In my opinion, quality pays off in the long run. If you deliver a system that is easy to maintain—something where, if the client calls you to integrate a new feature, you can get it up and running in one or two working days if it's complex, or even in a few hours if it's simple; something that will never leave them stranded or cause them problems—that client will never leave you. In fact, they will become your best source of word-of-mouth referrals.

Whenever the opportunity arises, they will be happy to share your contact information because they will be certain it makes them look good.

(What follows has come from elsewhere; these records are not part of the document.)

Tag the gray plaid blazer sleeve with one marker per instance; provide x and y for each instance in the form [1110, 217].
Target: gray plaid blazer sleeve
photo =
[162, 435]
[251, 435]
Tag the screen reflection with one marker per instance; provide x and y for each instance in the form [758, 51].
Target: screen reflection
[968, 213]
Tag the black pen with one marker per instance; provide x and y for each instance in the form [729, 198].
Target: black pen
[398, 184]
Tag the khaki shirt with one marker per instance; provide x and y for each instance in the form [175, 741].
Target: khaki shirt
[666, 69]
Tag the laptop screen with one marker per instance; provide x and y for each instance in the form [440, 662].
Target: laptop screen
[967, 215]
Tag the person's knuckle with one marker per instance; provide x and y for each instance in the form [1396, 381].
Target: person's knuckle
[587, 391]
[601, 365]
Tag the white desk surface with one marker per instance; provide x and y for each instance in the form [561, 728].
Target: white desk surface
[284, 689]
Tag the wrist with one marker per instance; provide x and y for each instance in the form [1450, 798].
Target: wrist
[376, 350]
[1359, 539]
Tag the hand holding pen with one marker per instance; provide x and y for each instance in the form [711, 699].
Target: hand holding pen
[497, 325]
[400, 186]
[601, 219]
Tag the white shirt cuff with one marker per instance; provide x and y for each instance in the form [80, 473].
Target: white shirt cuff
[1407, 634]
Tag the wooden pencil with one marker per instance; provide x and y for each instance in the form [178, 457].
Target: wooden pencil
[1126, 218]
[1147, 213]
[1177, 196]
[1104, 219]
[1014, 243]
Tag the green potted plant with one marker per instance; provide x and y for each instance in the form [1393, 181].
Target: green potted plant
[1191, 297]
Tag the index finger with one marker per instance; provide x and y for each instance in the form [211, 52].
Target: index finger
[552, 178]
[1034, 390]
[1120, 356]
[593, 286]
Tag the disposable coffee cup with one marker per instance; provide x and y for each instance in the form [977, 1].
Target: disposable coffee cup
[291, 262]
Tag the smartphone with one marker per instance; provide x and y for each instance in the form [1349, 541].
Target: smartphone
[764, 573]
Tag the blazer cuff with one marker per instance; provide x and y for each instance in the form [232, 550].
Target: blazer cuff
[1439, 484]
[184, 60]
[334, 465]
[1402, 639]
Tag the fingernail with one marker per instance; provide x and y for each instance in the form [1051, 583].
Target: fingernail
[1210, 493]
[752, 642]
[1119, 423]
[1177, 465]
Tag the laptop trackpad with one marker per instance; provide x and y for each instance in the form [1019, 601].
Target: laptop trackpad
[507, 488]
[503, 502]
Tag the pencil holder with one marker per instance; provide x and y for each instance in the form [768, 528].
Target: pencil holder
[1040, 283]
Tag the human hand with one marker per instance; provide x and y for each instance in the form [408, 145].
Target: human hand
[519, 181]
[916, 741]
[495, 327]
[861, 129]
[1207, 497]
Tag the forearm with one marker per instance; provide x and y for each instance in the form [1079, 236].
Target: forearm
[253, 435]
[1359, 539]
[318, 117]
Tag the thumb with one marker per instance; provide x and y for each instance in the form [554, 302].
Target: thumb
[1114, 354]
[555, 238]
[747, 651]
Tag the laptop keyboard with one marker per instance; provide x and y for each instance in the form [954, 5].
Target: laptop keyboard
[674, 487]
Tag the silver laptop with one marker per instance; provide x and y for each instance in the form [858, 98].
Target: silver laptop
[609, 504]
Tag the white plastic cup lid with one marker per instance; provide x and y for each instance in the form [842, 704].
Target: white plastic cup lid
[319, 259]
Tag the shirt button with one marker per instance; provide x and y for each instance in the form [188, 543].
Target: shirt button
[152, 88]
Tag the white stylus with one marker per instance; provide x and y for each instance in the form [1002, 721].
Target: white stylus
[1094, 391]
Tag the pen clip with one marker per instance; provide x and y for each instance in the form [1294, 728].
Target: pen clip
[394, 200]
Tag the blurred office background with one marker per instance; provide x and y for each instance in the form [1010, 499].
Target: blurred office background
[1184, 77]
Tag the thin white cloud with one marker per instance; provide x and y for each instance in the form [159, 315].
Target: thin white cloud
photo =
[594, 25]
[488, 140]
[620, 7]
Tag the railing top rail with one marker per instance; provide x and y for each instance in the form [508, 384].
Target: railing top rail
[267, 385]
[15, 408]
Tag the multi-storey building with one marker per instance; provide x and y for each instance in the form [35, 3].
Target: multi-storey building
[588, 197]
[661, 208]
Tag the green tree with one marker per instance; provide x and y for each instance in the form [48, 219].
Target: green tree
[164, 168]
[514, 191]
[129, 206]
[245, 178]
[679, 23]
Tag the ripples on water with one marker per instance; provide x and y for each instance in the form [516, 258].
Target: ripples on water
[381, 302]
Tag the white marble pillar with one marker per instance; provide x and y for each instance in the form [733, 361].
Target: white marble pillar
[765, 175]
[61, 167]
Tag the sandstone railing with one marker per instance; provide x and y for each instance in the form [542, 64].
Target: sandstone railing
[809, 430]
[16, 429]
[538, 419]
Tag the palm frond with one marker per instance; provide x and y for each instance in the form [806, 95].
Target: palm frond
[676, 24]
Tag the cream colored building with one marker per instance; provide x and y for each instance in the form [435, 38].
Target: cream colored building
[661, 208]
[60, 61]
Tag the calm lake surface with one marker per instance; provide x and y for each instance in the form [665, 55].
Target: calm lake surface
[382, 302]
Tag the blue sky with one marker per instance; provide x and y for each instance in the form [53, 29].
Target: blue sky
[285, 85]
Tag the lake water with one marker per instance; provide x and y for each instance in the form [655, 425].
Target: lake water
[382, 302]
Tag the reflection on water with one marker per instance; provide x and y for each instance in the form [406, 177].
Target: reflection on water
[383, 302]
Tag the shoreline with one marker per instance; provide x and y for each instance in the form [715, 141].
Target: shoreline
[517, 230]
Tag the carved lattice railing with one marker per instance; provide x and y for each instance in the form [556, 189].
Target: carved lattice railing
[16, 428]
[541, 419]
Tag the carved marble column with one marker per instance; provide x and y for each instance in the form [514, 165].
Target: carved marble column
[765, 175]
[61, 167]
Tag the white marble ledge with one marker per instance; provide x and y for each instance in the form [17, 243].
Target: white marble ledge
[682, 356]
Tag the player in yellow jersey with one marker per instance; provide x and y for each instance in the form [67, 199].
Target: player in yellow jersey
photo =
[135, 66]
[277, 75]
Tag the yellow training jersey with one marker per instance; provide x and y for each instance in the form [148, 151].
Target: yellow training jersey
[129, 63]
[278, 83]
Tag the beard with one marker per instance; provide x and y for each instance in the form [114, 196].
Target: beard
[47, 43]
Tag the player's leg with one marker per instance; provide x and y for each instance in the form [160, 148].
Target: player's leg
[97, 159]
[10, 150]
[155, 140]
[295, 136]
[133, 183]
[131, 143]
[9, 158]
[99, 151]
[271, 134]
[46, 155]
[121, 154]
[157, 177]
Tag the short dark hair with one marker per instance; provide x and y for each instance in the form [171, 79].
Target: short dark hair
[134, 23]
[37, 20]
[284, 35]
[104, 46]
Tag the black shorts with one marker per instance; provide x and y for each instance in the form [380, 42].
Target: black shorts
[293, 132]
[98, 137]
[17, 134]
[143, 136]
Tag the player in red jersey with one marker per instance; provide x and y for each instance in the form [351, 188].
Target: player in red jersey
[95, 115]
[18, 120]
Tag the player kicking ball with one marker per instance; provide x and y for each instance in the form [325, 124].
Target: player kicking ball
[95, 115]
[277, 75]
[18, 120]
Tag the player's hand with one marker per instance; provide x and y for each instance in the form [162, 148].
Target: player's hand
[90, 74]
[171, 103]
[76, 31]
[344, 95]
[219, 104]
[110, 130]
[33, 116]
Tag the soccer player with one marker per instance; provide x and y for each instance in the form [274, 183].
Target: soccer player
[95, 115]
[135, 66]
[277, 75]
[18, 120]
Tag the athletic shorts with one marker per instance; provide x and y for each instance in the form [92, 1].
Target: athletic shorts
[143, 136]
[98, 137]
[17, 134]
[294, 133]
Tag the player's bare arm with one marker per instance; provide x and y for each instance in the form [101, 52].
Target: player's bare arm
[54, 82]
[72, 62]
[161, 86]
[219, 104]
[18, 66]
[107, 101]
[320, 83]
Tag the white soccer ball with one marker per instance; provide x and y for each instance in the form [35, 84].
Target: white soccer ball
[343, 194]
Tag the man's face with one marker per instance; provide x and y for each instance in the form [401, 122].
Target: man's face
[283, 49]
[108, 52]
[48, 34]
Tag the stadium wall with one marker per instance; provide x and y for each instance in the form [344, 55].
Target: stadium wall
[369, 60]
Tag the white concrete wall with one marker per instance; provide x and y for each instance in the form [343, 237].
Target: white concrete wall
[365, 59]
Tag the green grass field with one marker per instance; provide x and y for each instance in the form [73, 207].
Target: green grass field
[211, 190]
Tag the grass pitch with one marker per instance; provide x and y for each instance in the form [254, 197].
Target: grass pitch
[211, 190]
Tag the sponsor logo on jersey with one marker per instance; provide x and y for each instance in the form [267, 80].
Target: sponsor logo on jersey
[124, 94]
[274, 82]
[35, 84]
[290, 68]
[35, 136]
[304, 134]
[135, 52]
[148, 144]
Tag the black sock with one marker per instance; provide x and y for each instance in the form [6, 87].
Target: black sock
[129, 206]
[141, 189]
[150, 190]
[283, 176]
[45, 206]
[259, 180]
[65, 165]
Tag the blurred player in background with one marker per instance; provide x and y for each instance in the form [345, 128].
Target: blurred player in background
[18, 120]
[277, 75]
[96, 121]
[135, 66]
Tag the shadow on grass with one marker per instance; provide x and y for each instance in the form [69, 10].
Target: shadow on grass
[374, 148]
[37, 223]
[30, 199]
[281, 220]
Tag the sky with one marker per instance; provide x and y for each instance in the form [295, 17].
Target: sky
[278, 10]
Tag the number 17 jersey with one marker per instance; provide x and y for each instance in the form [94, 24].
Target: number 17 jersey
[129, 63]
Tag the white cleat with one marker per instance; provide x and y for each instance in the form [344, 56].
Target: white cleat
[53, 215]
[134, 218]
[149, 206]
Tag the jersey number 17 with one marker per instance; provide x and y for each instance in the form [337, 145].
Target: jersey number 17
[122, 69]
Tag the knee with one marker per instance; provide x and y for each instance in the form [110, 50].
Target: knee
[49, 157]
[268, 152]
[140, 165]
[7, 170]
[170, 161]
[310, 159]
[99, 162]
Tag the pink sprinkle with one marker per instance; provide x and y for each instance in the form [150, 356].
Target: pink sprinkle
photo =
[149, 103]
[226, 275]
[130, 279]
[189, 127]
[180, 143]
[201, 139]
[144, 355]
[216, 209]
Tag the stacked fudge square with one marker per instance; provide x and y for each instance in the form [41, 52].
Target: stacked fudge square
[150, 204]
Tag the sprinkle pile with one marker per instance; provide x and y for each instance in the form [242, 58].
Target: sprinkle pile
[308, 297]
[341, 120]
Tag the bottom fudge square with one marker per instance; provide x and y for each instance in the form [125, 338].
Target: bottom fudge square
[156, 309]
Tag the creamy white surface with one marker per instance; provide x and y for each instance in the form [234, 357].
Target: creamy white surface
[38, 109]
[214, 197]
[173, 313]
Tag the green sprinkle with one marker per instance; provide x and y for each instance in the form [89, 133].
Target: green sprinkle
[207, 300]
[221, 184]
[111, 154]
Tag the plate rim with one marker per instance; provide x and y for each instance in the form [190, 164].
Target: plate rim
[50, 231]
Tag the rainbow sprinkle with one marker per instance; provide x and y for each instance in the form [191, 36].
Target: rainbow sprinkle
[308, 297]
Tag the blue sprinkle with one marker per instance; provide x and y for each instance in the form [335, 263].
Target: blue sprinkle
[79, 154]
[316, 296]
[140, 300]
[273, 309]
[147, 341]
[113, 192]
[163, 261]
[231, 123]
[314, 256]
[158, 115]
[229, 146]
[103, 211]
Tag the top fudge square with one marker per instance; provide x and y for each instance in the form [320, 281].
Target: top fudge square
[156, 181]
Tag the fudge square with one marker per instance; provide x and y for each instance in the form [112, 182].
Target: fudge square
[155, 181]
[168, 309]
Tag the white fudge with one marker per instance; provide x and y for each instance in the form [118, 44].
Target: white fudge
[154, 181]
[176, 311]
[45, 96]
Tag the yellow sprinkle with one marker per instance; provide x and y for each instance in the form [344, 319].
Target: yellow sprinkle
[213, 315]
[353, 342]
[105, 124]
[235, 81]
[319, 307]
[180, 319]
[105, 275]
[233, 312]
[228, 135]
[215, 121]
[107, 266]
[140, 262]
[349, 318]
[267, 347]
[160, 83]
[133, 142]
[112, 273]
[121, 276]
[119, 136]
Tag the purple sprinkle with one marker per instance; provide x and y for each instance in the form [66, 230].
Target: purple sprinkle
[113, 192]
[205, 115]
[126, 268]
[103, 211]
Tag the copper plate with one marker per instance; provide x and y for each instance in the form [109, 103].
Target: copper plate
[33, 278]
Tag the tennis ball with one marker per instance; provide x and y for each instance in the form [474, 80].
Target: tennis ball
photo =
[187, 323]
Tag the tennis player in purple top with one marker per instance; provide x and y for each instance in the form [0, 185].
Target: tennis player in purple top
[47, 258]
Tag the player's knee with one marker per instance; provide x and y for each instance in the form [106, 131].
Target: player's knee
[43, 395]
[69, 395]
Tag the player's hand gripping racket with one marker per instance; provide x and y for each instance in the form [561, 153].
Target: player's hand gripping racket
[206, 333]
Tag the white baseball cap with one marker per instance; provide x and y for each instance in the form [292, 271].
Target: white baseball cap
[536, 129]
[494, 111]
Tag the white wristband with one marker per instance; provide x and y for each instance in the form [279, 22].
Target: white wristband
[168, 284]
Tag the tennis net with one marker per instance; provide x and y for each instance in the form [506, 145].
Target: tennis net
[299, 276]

The value of a senior consultant in the Italian and European market

As for the price... It certainly depends on the working days.
In Italy, a Senior Software Engineer earns 350 euros + VAT per working day. Yet in Italy, those who hear these figures claim: "350 euros + VAT a day? Are we crazy?".

Let's clarify this aspect as well.

We are not talking about some 15-year-old kid who has been writing code for two years. We are talking about a professional capable of delivering any project proposed to them, who knows which architectures to use for every single scenario and is able to orchestrate development teams because they have spent perhaps 30 years constantly challenging themselves and raising the bar.

To be honest, Italy is one of the most affordable countries in Europe in this regard. In England, the same role is paid between 500 and 900 pounds per day. In France? From 500 to 900 euros per day. Want to look at Germany? From 1,000 to 1,600 euros per day, and even more if the project is particularly complex.

You pay a Junior 100 euros a day (again, speaking of gross costs), but on complex projects they will likely only cause damage or fail to make any headway. The project would probably land with poor quality code after a year and a half of work instead of in 3 months.

At this point, the scenario and the best course of action should be clear.
But be careful! It is not my intention to discredit the Junior consultant, but it is only right that they gain experience before requesting these fees.

The Importance of Human Expertise and the Limits of Artificial Intelligence

Those of my generation come from a path where AI didn't exist, and anyone who thinks that having AI means you can do everything even as a Junior is doubly foolish. AI is useful if you know the subject very well and it speeds up your code writing, but it does not replace reasoning based on knowledge of infrastructure and best practices. Replacing the knowledge of a Senior consultant with AI can lead to irreparable damage because it's not enough to ask the AI: "What should I activate on Google Cloud to do this?". The AI will likely respond with the most logical context, but one that might not fit the scenario at all, generating exorbitant costs for the client company. And when the client receives a bill from Google for 300,000 euros (there have been cases) when they could have spent only 1,000 if they had relied on a prepared Consultant, there will be little that can be done. Google provided the service and the company must pay.

And here we come to the biggest cultural problem: we are raising generations convinced that technology replaces competence. It is a fatal mistake!

This is why I continue to believe that Artificial Intelligence is an excellent ally, but it is far from replacing the preparation and contextual understanding of a skilled human who can rely on intuition as well as knowledge.

AI will probably cause irreparable damage to new generations. They will replace the pleasure of opening a dictionary with a question to ChatGPT; they will no longer savor the joy of reading a great book. In 40 years, we will find ourselves in a world where important decisions are no longer made by humans but by Claude, Gemini, ChatGPT and their ilk. Aseptic decisions, but certainly more sensible—by that point—than those of a herd of ignorant people who will ask ChatGPT even how to kiss a girl. Unless she, too, has been replaced by a robot.

Final reflections on the ethical and conscious use of technology

Make no mistake, this is not animosity toward technology! I love technology, but its use must be ethical and conscious; otherwise, humanity—which since the dawn of time has progressed at exponential rates—will find its horizontal asymptote and then enter an irremediable "programmed" decline.